花田清輝『随筆三国志』「良禽は木を選ぶ」は,なかなか良い
前記事に引き続き,花田清輝『随筆三国志』の話。
「良禽は木を選ぶ」という随筆を読んだが,なかなか良い。劉備と孔明はそれぞれ従来の儒教秩序から脱して,新たな君臣の仕組みを作った,と指摘している。卓見だと思う。
どういう儒教秩序から脱したのかと言うのを以下,述べてみる:
儒教秩序(1)「鳥が木を選ぶ」=賢臣が主君を選ぶ
曹操は広く才人を集めたが,木(主君=曹操自身)が鳥(賢臣)が集まるのを待つ,という姿勢であった。これでは儒教秩序のまま。
劉備は曹操に比べ才は劣っていたが,乱世において儒教秩序が崩壊していることは肌身に感じていた。そこで,三顧の礼を以て,孔明を得ることに成功した。これは「木(主君)が鳥(賢臣)を選ぶ」という,新発明である。文武の才は無いとはいえ,劉備はこの点では明君である。
儒教秩序(2)「三諌して聞かれざればすなわち退く」
=賢臣が主君を三回諌めたのにもかかわらず,諫言が受け入れられなければ,賢臣は主君の下を去って良い。
->さらに言えば,主君がだめなら賢臣は去って良い。
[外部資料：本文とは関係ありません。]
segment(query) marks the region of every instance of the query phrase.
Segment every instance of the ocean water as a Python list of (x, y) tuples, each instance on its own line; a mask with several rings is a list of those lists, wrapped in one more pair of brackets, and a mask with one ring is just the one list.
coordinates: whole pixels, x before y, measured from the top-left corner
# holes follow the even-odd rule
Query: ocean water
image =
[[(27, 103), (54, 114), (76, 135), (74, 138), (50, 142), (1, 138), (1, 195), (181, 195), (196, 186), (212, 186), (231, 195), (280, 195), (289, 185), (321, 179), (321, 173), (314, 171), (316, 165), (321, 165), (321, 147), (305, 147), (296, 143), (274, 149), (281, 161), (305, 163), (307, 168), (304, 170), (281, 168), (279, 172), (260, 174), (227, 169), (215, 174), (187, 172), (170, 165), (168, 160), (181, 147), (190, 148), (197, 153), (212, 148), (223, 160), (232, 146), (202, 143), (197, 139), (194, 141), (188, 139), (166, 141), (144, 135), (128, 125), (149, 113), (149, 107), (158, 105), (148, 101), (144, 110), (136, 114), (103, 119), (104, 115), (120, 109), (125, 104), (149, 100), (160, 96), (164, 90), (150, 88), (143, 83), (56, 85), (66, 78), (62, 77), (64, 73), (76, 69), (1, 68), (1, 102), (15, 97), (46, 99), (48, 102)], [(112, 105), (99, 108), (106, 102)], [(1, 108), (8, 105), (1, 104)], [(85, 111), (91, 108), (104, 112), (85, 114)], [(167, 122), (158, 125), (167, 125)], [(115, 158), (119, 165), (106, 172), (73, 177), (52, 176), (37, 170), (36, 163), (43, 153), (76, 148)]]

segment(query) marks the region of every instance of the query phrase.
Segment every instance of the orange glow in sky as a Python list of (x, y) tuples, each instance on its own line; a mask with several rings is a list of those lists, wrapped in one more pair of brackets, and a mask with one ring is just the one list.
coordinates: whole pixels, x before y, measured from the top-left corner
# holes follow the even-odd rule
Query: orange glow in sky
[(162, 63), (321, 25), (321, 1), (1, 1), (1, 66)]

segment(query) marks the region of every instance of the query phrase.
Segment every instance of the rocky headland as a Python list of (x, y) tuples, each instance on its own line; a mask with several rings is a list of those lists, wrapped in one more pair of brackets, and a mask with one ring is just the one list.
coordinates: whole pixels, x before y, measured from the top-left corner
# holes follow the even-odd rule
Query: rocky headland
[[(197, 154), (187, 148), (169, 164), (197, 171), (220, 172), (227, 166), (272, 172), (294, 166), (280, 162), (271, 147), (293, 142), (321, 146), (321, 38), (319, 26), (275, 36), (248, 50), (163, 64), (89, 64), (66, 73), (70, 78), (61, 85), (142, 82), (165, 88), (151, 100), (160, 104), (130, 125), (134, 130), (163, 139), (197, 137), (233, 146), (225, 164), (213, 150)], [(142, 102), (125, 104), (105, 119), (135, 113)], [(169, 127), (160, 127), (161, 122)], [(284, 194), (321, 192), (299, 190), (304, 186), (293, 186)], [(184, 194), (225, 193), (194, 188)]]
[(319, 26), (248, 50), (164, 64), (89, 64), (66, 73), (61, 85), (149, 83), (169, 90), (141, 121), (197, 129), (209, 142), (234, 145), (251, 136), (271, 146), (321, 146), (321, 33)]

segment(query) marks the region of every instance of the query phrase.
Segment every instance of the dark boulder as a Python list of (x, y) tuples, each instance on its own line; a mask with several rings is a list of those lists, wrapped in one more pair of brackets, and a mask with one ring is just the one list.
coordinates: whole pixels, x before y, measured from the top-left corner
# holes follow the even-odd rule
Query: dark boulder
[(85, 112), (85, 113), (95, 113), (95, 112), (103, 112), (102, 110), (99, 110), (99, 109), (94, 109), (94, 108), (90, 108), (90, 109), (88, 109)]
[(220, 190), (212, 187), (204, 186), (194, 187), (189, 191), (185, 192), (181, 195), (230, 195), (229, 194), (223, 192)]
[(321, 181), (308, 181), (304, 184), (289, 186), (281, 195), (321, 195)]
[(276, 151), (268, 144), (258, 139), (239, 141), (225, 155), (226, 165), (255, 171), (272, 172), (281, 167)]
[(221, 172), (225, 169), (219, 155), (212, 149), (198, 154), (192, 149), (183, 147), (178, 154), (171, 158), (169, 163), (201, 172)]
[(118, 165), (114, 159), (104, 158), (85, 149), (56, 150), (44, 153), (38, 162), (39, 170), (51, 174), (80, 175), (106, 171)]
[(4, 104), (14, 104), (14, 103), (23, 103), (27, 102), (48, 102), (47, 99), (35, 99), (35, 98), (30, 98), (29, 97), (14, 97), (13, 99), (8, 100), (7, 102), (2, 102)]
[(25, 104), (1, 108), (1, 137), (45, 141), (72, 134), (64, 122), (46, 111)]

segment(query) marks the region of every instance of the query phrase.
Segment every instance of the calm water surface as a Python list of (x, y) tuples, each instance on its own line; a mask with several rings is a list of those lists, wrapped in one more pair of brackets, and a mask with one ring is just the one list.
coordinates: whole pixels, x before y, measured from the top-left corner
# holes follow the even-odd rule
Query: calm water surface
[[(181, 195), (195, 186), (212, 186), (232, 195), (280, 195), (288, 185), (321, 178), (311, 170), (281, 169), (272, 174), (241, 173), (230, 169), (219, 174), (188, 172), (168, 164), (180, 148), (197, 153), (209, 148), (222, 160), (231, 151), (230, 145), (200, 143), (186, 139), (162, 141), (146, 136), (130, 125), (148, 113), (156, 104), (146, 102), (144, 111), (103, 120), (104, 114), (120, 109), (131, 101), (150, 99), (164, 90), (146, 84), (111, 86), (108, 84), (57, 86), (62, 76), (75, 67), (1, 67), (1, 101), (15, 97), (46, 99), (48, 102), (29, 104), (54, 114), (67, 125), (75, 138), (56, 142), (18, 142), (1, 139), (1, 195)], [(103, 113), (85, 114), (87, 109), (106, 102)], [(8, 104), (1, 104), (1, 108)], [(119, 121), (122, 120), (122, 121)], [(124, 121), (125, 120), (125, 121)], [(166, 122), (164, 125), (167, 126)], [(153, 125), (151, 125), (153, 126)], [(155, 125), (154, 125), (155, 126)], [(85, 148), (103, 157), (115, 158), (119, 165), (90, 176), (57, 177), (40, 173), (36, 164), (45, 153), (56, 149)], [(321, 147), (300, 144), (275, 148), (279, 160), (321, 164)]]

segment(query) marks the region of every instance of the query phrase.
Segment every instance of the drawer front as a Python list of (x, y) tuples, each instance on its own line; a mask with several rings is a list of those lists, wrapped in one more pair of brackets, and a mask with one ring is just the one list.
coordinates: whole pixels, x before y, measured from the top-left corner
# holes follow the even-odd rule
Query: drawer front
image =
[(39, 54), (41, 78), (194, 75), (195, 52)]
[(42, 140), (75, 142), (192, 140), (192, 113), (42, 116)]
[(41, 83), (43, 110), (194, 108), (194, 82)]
「三諌」は立ち去るための儀式にすぎない。
燕の昭王に仕えた楽毅は,昭王の子・恵王の代になるや,恵王と対立し,燕を去った。その後,楽毅は燕が斉に敗れるのを喜んで見ていたという。
孔明の場合,劉備の死後,劉備の子・劉禅に仕えた。劉禅は好人物であるが愚鈍であった。儒教秩序に従えば,孔明は劉禅のもと,すなわち蜀の国を去って良い。しかし孔明は蜀を去らなかった。
なぜか?
蜀は孔明と劉備とその他大勢の人々の協力によって築き上げてきた国=組織である。孔明は自ら築いた組織に忠誠を貫くことにした。木(=君主)ではなく森(=組織)に尽くすことに決めたのである。
「鳥が木を選ぶ」のではなく「鳥が森を選ぶ」という新しい秩序の形を示した。この点で孔明は新しい。
ということで,花田清輝の説によれば,劉備も孔明も新思想の持ち主だったといえる。
新時代を切り開いたかのように言われる曹操の方が,儒教秩序の枠内に収まった旧い人物だったといえそうだ。